Funny that Cuban wasn't complaining about traders when they were driving up tech stocks in the dot-com bubble that eventually helped him land his giant payout in Yahoo stock. Or the traders that took said Yahoo stock off of him when he wanted to divest himself (aka liquidity).

Tax breaks for long-term investors? Well VC and PE firms are "long-term investors" and they already have a pretty sweet deal on carried interest. That didn't stop them from rampant speculation in the tech bubble, or buying companies at outrageous debt multiples in the credit bubble. Imagine how much more it would have gone on if they didn't have to factor tax into their return calculations? I bet Mark would love to get all his future speculative VC investment payouts tax free. I don't know of a major tax regime that doesn't treat short-term trading revenue as income as opposed to capital gains. Tax breaks for "real long-term investment"? Yes, it's called a 401k or pension plan. If you're really a long-term investor a 10% algo glitch (4% actual down day) shouldn't even register for you. You shouldn't even be looking at the market on more than an annual basis.

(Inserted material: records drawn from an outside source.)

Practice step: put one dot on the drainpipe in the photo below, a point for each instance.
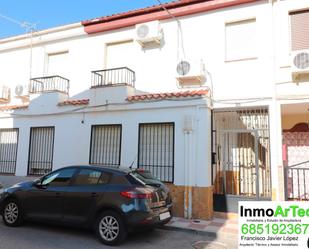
(188, 128)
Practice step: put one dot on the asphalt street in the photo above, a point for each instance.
(42, 236)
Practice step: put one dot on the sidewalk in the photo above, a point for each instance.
(217, 227)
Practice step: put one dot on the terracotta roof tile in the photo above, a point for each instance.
(141, 11)
(74, 102)
(12, 107)
(169, 95)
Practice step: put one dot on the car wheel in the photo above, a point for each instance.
(12, 213)
(110, 228)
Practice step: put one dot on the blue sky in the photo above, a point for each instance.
(52, 13)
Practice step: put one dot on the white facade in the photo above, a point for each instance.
(247, 54)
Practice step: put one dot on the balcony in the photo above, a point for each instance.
(4, 94)
(113, 76)
(54, 83)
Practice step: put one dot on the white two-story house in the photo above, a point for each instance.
(210, 96)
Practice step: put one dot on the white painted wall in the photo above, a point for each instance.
(203, 37)
(72, 136)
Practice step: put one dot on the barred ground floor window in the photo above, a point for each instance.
(41, 150)
(8, 150)
(156, 150)
(105, 146)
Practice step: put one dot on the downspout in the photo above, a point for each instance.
(187, 159)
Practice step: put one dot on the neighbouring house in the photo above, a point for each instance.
(211, 96)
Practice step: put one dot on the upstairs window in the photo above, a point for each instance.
(120, 54)
(240, 40)
(300, 30)
(58, 64)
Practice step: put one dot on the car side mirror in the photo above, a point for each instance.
(39, 184)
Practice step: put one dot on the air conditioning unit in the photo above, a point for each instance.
(5, 94)
(148, 33)
(300, 62)
(21, 91)
(191, 73)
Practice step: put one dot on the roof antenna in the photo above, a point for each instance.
(133, 162)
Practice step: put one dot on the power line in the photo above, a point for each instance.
(180, 42)
(28, 26)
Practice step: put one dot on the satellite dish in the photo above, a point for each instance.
(301, 60)
(19, 90)
(142, 31)
(183, 68)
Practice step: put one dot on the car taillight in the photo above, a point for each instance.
(137, 193)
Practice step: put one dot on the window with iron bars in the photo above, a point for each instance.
(8, 150)
(156, 150)
(41, 150)
(105, 145)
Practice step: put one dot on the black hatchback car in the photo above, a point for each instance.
(110, 200)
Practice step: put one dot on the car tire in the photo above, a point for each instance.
(12, 213)
(110, 228)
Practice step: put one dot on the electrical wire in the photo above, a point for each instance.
(180, 40)
(29, 28)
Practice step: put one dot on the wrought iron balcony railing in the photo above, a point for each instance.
(54, 83)
(113, 76)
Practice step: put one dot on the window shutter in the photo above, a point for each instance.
(300, 30)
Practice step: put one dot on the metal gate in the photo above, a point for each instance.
(296, 180)
(241, 169)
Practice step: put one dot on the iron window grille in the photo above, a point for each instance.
(105, 145)
(41, 150)
(156, 150)
(8, 150)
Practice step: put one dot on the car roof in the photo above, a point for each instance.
(109, 168)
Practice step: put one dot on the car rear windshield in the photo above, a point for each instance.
(145, 177)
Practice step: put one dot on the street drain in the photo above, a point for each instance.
(208, 245)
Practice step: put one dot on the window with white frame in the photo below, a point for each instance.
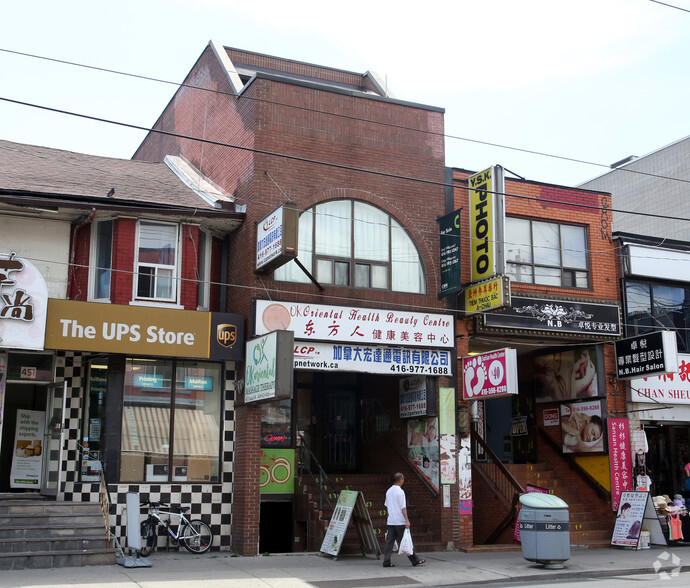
(352, 243)
(156, 261)
(102, 258)
(548, 253)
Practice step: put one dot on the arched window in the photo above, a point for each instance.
(352, 243)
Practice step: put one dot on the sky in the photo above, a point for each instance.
(554, 91)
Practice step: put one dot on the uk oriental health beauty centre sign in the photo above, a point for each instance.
(348, 338)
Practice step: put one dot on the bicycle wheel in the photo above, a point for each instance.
(148, 538)
(197, 537)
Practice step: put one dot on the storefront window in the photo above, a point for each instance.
(171, 427)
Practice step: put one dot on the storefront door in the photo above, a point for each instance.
(54, 437)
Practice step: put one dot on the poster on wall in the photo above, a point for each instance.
(465, 476)
(423, 449)
(277, 471)
(27, 460)
(569, 375)
(582, 427)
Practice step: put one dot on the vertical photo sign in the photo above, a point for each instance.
(487, 219)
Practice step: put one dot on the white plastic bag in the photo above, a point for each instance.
(406, 547)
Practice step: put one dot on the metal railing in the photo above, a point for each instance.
(494, 472)
(306, 458)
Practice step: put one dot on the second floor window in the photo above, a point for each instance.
(102, 253)
(352, 243)
(548, 253)
(156, 261)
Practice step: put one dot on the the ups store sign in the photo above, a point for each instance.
(143, 330)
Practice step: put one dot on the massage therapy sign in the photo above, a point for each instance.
(490, 375)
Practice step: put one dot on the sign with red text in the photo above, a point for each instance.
(619, 459)
(490, 375)
(350, 324)
(372, 359)
(276, 238)
(664, 389)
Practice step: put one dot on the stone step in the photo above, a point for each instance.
(27, 560)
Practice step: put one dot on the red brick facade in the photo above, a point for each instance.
(300, 142)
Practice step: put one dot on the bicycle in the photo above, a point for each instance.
(195, 536)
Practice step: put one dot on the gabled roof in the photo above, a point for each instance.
(32, 174)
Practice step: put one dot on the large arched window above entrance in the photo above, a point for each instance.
(352, 243)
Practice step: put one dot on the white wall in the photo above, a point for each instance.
(44, 243)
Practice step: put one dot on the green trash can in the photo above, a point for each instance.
(544, 529)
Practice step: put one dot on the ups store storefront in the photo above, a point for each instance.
(148, 402)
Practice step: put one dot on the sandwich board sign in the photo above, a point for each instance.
(350, 506)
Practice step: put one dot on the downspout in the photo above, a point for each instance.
(77, 224)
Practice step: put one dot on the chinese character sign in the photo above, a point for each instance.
(619, 457)
(23, 304)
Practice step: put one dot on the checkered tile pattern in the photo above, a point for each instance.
(211, 503)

"The market has changed over the last 3 years" and is driven by macro issues? Yes we've been through a severe global recession driven by the bursting of a global credit bubble. Of course macro issues have dominated and volatility has been extremely high.

(The wider) Wall Street's business is not and never was purely raising capital for companies. In the 20s were market volumes way less than capital raised as a proportion? I doubt it, but even if so it sure didn't prevent the Great Crash. Why does government need to further incentivise capital raising, that already brings in some of the highest possible fees (on individual transactions) to investment banks of any "traditional" activity (equity and debt underwriting, M&A, market making), i.e. excluding principal business and super exotic trades. He also says that companies never go public anymore, yet global IPO volumes are the highest in a decade (http://www.efinancialnews.com/story/2010-03-26/global-ipo-q1).

The only point I really agree with is leverage - it fuels the growth of bubbles, and exacerbates their bursting (or causes it when taken away in some cases). Most of the major bubbles/crashes in the past 100 years were either caused by excessive leverage (credit bubble, LTCM, various debt and currency crises) or had leverage as a major feature in their bursting and the speed and volatility of the movements (dot-com, Great Crash, credit bubble). The possible exception to this is '87 (to a large extent computer-driven, arguably) although again leverage played a big role.

Finally, the major, unforeseen crashes have typically come about due to opaque, illiquid and/or highly leveraged situations (AIG, LTCM, CDS on CDOs, day traders buying tech stocks on margin etc). High-frequency traders only trade in the most liquid instruments, so ironically they are the ones trading on exchange, transparently and with exchange-set collateral and trading rules. Certainly illegal activities such as real front-running should be stamped out. Possibly things like flash orders too. A level playing field should be ensured. But he should worry more about the stuff going on off exchange than in the public markets.